The only sustainable force for change in our world is love. The wisest and gentlest people who’ve ever lived knew that: Socrates, Jesus, Harriet Tubman, Gandhi, Florence Nightingale, Albert Einstein, Martin Luther King Jr., and Mother Teresa, among famous and less-known others.
“Love” is broadly defined and has many false guises in a mass consumerist culture. For me, the most authentic human love involves thoughtfully and curiously observing the talents, frailties, and perspectives of another being, and seeking to find ways to offer encouragement.
This love can be provided within the context of any kind of relationship or passing acquaintance. It doesn’t need to be formalized or sanctioned, and bears no allegiance to guilt, pressure, or ulterior motivations. It’s simply the soul of one human being seeking to more fully acknowledge the light that emanates from within another’s; it’s the “Namaste” that closes every yoga session.
This authentic love has only partially permeated our most powerful and far-reaching institutions, be they governments, businesses, non-profits, schools, or places of worship. For the most part, it takes a back seat to those false guises and more overt endeavors such as possessing, earning, overtaking, overthrowing, overreaching, and under-serving.
Individuals who hurt people, animals, or the earth are severely lacking in experiencing this authentic love. The resulting vacuum that entraps them is often filled with acts of self-preservation, fear, selfishness, violence, and an emerging quest for belonging. People join gangs to belong and find some semblance of love, even if they aren’t labeling it as such. They’re looking for their “tribe,” and everybody needs a tribe. Individuals abroad and at home are joining or sympathizing with ISIS for similar reasons. Lacking any sustainable, transformational love in their lives that helps to provide purpose and peace, their anxiety, fear, and anger lead them to demand that the world suffer and take notice.
For persons already radicalized by ISIS or other terrorist groups, it’s likely too late to help them heal and become loving persons who don’t injure or kill others. Steps must be taken to protect society from their behaviors. I don’t have enough expertise to speak to what those steps might be, and plenty of others are writing and speaking on this topic.

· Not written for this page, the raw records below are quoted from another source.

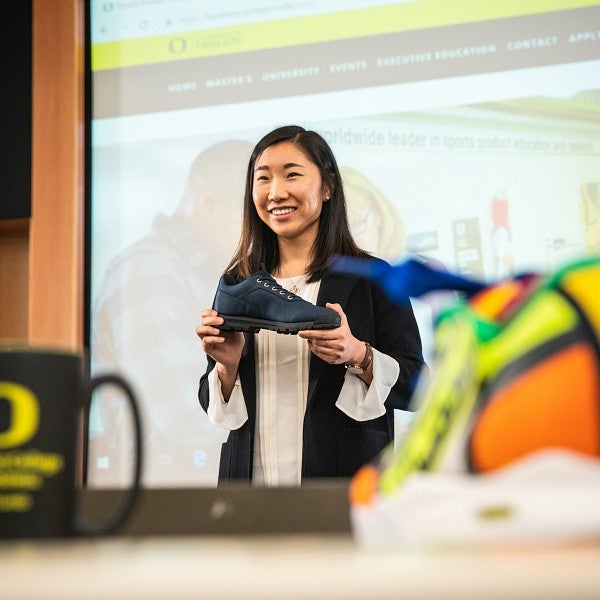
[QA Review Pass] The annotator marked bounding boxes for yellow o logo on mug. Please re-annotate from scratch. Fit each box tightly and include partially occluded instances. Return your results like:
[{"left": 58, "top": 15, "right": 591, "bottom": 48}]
[{"left": 0, "top": 381, "right": 40, "bottom": 449}]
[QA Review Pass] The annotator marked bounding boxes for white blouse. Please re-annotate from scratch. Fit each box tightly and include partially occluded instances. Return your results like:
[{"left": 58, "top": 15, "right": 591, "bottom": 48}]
[{"left": 208, "top": 277, "right": 400, "bottom": 486}]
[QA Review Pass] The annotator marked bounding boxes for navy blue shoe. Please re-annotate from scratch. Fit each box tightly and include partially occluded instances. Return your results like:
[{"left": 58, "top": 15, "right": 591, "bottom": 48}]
[{"left": 213, "top": 269, "right": 341, "bottom": 333}]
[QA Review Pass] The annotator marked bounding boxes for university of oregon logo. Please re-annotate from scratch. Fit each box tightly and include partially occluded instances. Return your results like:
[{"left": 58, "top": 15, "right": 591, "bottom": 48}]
[
  {"left": 0, "top": 381, "right": 65, "bottom": 513},
  {"left": 0, "top": 381, "right": 40, "bottom": 450}
]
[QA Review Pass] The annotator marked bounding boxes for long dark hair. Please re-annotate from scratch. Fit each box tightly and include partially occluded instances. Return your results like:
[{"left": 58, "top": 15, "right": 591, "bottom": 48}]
[{"left": 225, "top": 125, "right": 369, "bottom": 282}]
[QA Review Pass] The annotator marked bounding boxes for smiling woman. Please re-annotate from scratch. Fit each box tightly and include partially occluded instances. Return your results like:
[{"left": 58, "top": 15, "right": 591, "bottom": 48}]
[{"left": 197, "top": 126, "right": 423, "bottom": 485}]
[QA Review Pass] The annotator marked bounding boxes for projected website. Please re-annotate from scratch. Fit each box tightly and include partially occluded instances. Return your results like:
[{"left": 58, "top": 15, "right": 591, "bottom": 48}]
[{"left": 88, "top": 0, "right": 600, "bottom": 487}]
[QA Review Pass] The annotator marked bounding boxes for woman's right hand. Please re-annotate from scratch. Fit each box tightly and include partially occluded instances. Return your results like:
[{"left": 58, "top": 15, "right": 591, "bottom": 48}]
[{"left": 196, "top": 308, "right": 244, "bottom": 371}]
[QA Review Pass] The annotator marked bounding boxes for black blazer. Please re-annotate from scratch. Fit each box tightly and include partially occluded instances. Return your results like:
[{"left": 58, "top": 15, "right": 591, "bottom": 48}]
[{"left": 198, "top": 264, "right": 423, "bottom": 481}]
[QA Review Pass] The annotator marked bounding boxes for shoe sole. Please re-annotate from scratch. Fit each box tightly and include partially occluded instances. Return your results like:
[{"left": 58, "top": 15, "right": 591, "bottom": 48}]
[{"left": 219, "top": 314, "right": 341, "bottom": 334}]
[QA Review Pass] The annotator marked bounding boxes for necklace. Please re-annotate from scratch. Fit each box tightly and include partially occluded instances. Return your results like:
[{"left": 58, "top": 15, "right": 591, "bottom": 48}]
[
  {"left": 281, "top": 269, "right": 304, "bottom": 295},
  {"left": 289, "top": 275, "right": 302, "bottom": 295}
]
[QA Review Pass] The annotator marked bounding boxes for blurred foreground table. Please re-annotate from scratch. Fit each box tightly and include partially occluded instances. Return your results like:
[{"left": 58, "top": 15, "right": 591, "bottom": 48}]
[{"left": 0, "top": 533, "right": 600, "bottom": 600}]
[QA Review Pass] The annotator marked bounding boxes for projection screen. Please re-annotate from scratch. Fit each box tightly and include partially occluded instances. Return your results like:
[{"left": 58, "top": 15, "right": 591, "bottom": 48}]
[{"left": 86, "top": 0, "right": 600, "bottom": 487}]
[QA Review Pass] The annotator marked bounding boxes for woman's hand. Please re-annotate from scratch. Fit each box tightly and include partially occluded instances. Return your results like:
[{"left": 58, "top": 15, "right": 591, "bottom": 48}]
[
  {"left": 196, "top": 308, "right": 244, "bottom": 371},
  {"left": 196, "top": 308, "right": 244, "bottom": 402},
  {"left": 298, "top": 302, "right": 366, "bottom": 365}
]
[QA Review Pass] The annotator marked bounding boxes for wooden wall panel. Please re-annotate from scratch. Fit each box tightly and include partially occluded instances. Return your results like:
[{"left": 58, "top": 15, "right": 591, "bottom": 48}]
[
  {"left": 28, "top": 0, "right": 85, "bottom": 350},
  {"left": 0, "top": 219, "right": 29, "bottom": 343}
]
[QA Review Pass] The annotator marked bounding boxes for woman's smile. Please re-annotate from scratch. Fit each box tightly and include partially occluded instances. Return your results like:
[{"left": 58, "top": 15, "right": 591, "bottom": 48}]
[{"left": 252, "top": 141, "right": 326, "bottom": 239}]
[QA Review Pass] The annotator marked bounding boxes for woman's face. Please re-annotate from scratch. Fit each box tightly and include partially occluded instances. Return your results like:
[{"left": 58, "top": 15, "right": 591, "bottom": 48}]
[{"left": 252, "top": 142, "right": 327, "bottom": 243}]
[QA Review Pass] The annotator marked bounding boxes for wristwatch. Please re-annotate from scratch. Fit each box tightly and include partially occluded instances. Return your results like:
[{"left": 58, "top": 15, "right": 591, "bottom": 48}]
[{"left": 346, "top": 342, "right": 373, "bottom": 375}]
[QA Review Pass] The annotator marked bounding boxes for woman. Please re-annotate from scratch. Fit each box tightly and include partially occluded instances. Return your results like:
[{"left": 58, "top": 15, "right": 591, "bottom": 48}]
[{"left": 196, "top": 126, "right": 423, "bottom": 485}]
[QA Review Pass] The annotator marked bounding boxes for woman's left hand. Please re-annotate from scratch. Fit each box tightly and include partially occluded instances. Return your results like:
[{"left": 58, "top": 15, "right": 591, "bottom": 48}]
[{"left": 298, "top": 302, "right": 365, "bottom": 365}]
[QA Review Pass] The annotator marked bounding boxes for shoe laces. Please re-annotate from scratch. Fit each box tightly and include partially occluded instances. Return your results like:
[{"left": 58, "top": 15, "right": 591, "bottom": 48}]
[{"left": 256, "top": 277, "right": 298, "bottom": 300}]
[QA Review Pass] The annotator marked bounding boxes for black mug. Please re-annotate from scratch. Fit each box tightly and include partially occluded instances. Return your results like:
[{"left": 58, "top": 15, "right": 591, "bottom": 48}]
[{"left": 0, "top": 348, "right": 142, "bottom": 538}]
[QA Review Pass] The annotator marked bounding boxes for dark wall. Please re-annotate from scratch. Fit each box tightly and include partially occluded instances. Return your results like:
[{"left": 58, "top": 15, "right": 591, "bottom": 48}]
[{"left": 0, "top": 0, "right": 32, "bottom": 219}]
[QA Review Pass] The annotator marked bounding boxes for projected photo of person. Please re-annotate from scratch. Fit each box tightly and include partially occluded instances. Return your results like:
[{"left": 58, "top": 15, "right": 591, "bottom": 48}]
[
  {"left": 88, "top": 140, "right": 252, "bottom": 486},
  {"left": 340, "top": 166, "right": 406, "bottom": 259}
]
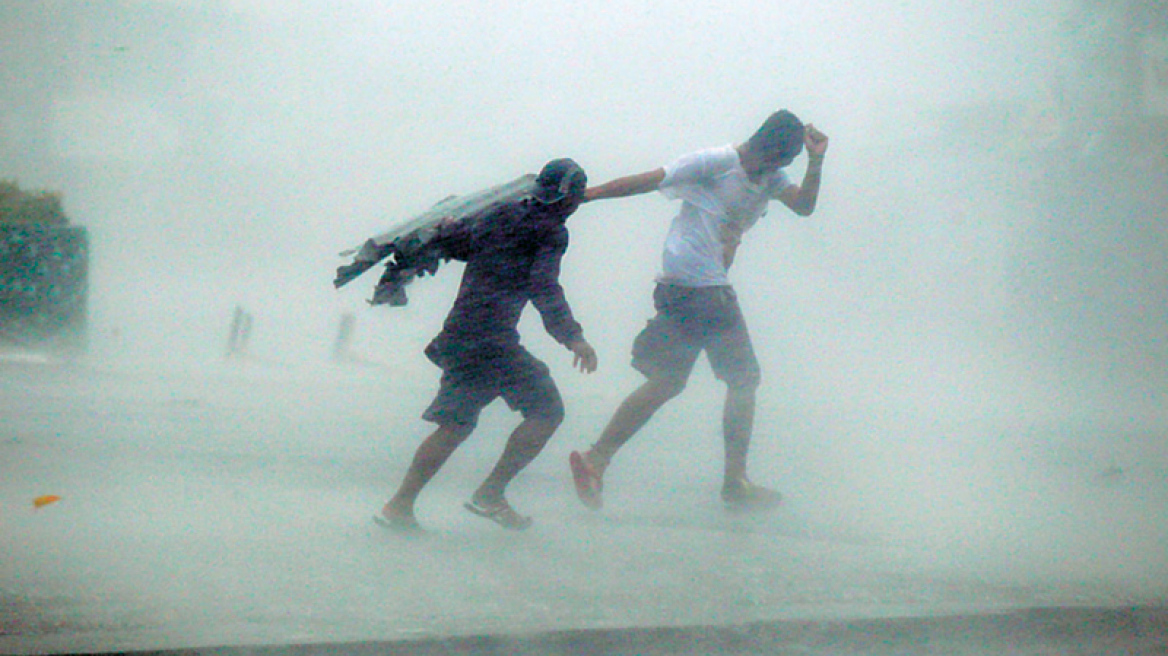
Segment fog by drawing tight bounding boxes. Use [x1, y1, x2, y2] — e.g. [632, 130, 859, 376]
[0, 0, 1168, 644]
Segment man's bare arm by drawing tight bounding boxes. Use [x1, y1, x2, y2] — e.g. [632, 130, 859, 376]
[779, 124, 828, 216]
[584, 168, 665, 202]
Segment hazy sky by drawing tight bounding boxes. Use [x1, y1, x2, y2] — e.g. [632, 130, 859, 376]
[0, 0, 1158, 408]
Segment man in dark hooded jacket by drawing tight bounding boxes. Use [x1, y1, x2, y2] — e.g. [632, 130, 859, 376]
[376, 159, 597, 530]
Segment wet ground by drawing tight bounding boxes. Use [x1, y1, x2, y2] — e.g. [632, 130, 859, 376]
[0, 357, 1168, 654]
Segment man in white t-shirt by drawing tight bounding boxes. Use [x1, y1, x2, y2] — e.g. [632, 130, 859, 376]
[570, 110, 828, 510]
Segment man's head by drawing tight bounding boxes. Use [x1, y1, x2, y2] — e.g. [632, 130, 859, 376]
[746, 110, 804, 170]
[531, 158, 588, 205]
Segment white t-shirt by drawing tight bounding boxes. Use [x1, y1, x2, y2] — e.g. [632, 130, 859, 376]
[658, 146, 791, 287]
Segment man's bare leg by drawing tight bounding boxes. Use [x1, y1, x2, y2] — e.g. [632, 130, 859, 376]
[473, 416, 563, 505]
[584, 378, 684, 475]
[722, 385, 756, 481]
[381, 425, 474, 528]
[722, 385, 783, 512]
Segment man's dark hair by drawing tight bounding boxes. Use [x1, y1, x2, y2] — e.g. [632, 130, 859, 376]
[746, 110, 804, 158]
[531, 158, 588, 204]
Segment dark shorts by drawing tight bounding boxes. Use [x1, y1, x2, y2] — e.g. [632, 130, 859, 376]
[633, 284, 760, 386]
[422, 342, 564, 427]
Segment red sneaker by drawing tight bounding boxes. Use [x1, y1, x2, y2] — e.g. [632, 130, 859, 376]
[568, 451, 604, 510]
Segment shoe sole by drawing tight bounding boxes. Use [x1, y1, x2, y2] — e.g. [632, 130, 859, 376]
[463, 502, 534, 531]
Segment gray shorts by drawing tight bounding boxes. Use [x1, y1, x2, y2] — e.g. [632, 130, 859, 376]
[422, 343, 564, 427]
[633, 284, 760, 386]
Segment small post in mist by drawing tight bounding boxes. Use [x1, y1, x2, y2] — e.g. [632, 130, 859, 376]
[227, 306, 251, 358]
[333, 312, 357, 362]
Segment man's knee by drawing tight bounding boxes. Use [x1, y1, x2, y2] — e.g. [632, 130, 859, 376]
[523, 395, 564, 432]
[644, 376, 686, 405]
[725, 371, 763, 395]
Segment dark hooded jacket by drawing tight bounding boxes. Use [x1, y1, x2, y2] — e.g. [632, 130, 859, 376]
[426, 198, 583, 368]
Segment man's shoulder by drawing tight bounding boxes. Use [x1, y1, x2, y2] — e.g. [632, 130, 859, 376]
[665, 144, 738, 179]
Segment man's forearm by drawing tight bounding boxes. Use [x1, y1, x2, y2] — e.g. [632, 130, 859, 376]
[584, 168, 665, 201]
[795, 155, 823, 216]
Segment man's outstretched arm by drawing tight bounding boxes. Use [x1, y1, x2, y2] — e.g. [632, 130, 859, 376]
[584, 168, 665, 203]
[779, 124, 828, 216]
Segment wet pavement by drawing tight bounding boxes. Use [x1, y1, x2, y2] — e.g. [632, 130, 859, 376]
[0, 358, 1168, 654]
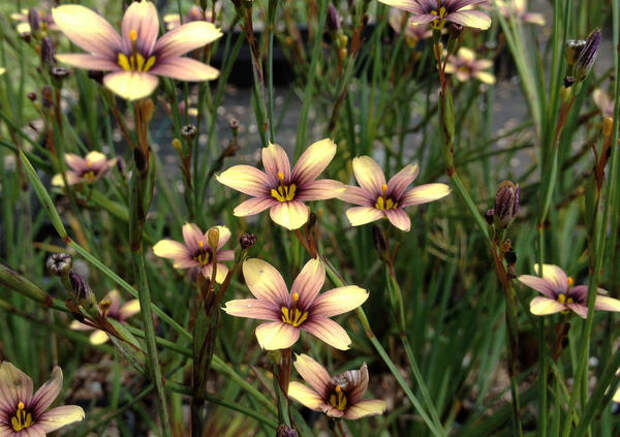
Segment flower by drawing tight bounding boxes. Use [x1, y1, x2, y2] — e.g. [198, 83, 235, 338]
[288, 354, 386, 420]
[69, 290, 140, 344]
[52, 152, 117, 187]
[223, 258, 368, 350]
[0, 361, 85, 437]
[517, 264, 620, 319]
[153, 223, 235, 284]
[216, 138, 344, 230]
[379, 0, 491, 30]
[446, 47, 495, 84]
[495, 0, 545, 26]
[164, 5, 213, 30]
[52, 0, 222, 100]
[340, 156, 450, 232]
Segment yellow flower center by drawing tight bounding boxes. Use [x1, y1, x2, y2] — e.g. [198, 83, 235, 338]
[375, 184, 398, 210]
[194, 241, 211, 266]
[281, 293, 308, 328]
[329, 385, 347, 411]
[271, 172, 297, 202]
[11, 401, 32, 432]
[117, 29, 156, 72]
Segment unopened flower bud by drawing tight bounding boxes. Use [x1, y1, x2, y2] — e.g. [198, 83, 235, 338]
[327, 3, 342, 31]
[28, 8, 41, 33]
[181, 124, 198, 140]
[239, 232, 257, 250]
[69, 271, 93, 304]
[45, 253, 73, 276]
[494, 181, 521, 228]
[276, 425, 299, 437]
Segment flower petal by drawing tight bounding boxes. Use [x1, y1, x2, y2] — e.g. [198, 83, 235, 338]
[291, 258, 325, 309]
[256, 321, 299, 351]
[344, 399, 387, 420]
[293, 354, 331, 396]
[242, 258, 289, 309]
[155, 21, 222, 59]
[353, 156, 385, 196]
[103, 71, 159, 100]
[517, 275, 560, 299]
[269, 200, 309, 231]
[56, 53, 121, 71]
[346, 206, 385, 226]
[222, 299, 281, 321]
[121, 1, 159, 54]
[312, 285, 369, 317]
[215, 165, 271, 197]
[0, 361, 32, 410]
[288, 381, 325, 411]
[594, 294, 620, 312]
[262, 144, 291, 183]
[149, 56, 220, 82]
[534, 264, 568, 293]
[385, 208, 411, 232]
[292, 138, 336, 185]
[233, 197, 278, 217]
[35, 405, 86, 433]
[338, 185, 377, 206]
[301, 316, 351, 350]
[400, 184, 450, 208]
[530, 296, 566, 316]
[295, 179, 346, 202]
[52, 5, 121, 60]
[386, 164, 420, 199]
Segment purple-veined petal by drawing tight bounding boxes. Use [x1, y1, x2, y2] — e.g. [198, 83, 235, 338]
[385, 208, 411, 232]
[311, 285, 368, 317]
[255, 321, 299, 351]
[56, 53, 121, 71]
[233, 197, 278, 217]
[346, 206, 385, 226]
[301, 315, 351, 350]
[103, 71, 159, 100]
[155, 21, 222, 59]
[222, 299, 281, 321]
[149, 56, 220, 82]
[292, 138, 336, 186]
[242, 258, 289, 308]
[344, 399, 387, 420]
[269, 200, 309, 231]
[293, 354, 331, 398]
[530, 296, 567, 316]
[121, 0, 159, 54]
[517, 275, 559, 299]
[353, 156, 386, 192]
[52, 5, 121, 60]
[291, 258, 325, 309]
[295, 179, 345, 202]
[400, 184, 450, 208]
[215, 165, 271, 197]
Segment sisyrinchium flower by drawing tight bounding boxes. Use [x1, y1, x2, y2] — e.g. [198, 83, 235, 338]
[70, 290, 140, 344]
[495, 0, 545, 26]
[216, 138, 344, 230]
[339, 156, 450, 232]
[517, 264, 620, 319]
[153, 223, 235, 284]
[223, 258, 368, 350]
[0, 361, 85, 437]
[288, 354, 386, 420]
[379, 0, 491, 30]
[52, 0, 222, 100]
[52, 152, 117, 187]
[446, 47, 495, 85]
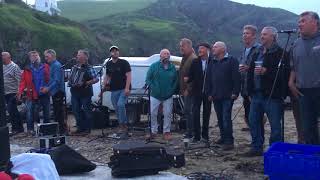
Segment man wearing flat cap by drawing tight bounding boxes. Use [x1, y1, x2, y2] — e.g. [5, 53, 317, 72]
[184, 43, 211, 144]
[104, 46, 131, 132]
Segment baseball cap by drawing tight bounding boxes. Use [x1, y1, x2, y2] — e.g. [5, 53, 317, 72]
[109, 46, 119, 51]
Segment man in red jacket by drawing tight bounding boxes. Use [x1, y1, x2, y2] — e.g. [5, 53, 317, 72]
[17, 51, 50, 135]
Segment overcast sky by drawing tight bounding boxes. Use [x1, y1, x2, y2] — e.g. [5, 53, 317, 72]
[24, 0, 320, 14]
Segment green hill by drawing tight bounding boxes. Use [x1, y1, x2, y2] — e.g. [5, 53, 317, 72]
[0, 4, 102, 62]
[85, 0, 297, 56]
[58, 0, 156, 22]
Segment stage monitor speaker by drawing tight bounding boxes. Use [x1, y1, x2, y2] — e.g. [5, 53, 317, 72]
[0, 126, 10, 171]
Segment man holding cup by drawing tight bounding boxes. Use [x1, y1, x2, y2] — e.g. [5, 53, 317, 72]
[244, 26, 289, 157]
[239, 25, 263, 131]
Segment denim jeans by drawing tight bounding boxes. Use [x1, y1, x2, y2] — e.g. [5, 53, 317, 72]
[71, 94, 92, 131]
[150, 97, 173, 134]
[5, 94, 23, 132]
[249, 93, 284, 151]
[299, 88, 320, 145]
[182, 96, 193, 138]
[26, 95, 50, 131]
[111, 89, 128, 124]
[192, 94, 212, 140]
[213, 99, 234, 144]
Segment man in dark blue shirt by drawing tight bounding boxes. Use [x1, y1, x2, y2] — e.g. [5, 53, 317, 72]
[208, 41, 240, 150]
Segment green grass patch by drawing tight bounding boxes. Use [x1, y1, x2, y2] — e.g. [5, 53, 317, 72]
[58, 0, 157, 22]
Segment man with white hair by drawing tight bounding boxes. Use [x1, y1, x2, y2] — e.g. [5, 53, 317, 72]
[146, 49, 178, 140]
[68, 49, 98, 136]
[207, 41, 240, 150]
[184, 43, 211, 145]
[289, 11, 320, 145]
[244, 26, 289, 157]
[17, 51, 50, 135]
[1, 52, 23, 134]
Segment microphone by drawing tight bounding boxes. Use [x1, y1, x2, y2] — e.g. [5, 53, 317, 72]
[61, 57, 77, 68]
[278, 29, 298, 34]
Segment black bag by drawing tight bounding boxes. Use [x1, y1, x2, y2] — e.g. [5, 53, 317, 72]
[48, 145, 96, 175]
[108, 141, 170, 177]
[166, 149, 186, 168]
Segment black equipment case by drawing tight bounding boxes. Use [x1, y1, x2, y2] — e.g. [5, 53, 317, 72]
[108, 141, 170, 177]
[166, 149, 186, 168]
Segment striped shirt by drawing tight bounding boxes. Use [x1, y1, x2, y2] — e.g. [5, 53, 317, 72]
[3, 62, 21, 95]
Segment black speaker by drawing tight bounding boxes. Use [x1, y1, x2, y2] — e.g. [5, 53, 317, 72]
[0, 126, 10, 171]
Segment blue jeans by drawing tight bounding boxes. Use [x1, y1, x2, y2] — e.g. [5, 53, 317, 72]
[26, 95, 50, 131]
[299, 88, 320, 145]
[249, 93, 284, 151]
[213, 99, 234, 144]
[71, 94, 92, 131]
[182, 96, 193, 138]
[111, 89, 128, 124]
[5, 94, 23, 132]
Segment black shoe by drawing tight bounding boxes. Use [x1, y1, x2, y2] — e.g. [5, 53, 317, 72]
[222, 144, 234, 151]
[242, 148, 263, 157]
[216, 139, 224, 145]
[190, 138, 200, 144]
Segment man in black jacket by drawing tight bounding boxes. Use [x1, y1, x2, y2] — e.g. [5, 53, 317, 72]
[245, 27, 289, 156]
[184, 43, 211, 144]
[207, 41, 240, 150]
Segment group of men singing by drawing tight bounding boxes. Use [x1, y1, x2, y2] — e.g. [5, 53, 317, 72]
[2, 11, 320, 156]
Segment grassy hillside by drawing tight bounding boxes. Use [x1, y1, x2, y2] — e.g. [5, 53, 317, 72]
[58, 0, 157, 22]
[85, 0, 297, 56]
[0, 4, 100, 64]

Rather, I’ll circle back to my opening statement on “sustainable love.” I believe that we must, at a minimum:
* Significantly introduce and expand mindfulness practices such as deep breathing, yoga, and meditation within all K-12 school systems, be they public or private, so that more people can be taught to self-soothe and properly handle their emotions at a young age
* Pressure public school systems to once and for all abandon their one-size-fits-all frameworks and find creative, alternative ways to reach and protect every student, so none of them drift aimlessly through their teen years and run the risk of becoming troubled young adults
* Invest heavily in programs that provide mentoring and support to lonely and at-risk youth, with careful screening and settings that protect kids from predators
* Revoke tax exemptions for religious or non-profit organizations of any sort that preach hate or intolerance, and funnel the resulting revenue into efforts described above
* Revise all local, state and federal laws that disproportionately impact the marginalized, such as excessive court costs and minimum prison sentencing guidelines
* Defeat any elected officials who preach politics of division or hate
* Significantly increase the minimum wage across all fifty states and expand efforts to provide health insurance to every American, so that the millions who remain in poverty despite working hard have a fighting chance to more fully participate in the economy we’ve all created together
There are many additional strategies and tactics that could be added to my list. I don’t have all of the answers and action steps, and I’m probably naive or under-informed on at least a few of these proposals. I’ll take the criticism, because I know my intentions are grounded in love, and I’m very open to learning from others.
Only authentic love, expressed through very thoughtful and non-conventional methods, can heal these open, proliferating wounds.